A few months ago, the bus I was assigned to changed. I received a brand new bus to replace my aging one. I appreciated this switch, and things were going well until they weren’t. The bus is prone to annoying electrical issues with lighting. None of these issues affected the bus’s safe operation, but they did require constant maintenance.
In all of these situations, I had to use a different bus. I would religiously place my route number in my window until, one day, I forgot it. To my surprise, the kids recognized me and entered the bus. No student was confused about which bus to ride home, even when I had the wrong route number in the window.
After this discovery, I stopped placing the sign and left whatever was in the window in its place. Then something more interesting happened; I took off my sunglasses.
It was a dark day, and it was getting ready for a storm. Wearing sunglasses made everything too dark, so I removed them. I saw something very weird: the kids were lost on which bus to enter! My sunglasses were their landmark, and without these on my face, they could not find the proper bus.

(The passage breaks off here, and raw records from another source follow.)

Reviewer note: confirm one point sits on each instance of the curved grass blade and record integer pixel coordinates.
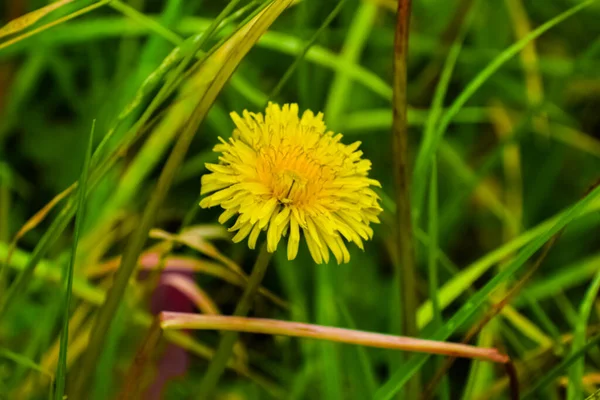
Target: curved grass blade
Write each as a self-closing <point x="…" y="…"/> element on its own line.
<point x="400" y="377"/>
<point x="24" y="21"/>
<point x="429" y="148"/>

To prove the significance of my sunglasses, kids from different schools recognize me for my sunglasses. Occasionally, I will cover an elementary school route and take these kids home. It is always after my high schoolers, and I have no time to change the route number in the window. Here I am, arriving on a different bus with the wrong route number, and I am a different driver than they would typically expect, yet they all knew to come to my bus all because of my sunglasses.
Even one school bus driver knew I was driving toward him because he could see the blue reflection before he could see me. This pair of sunglasses defines me to those who interact with me daily, whether they are students or adults.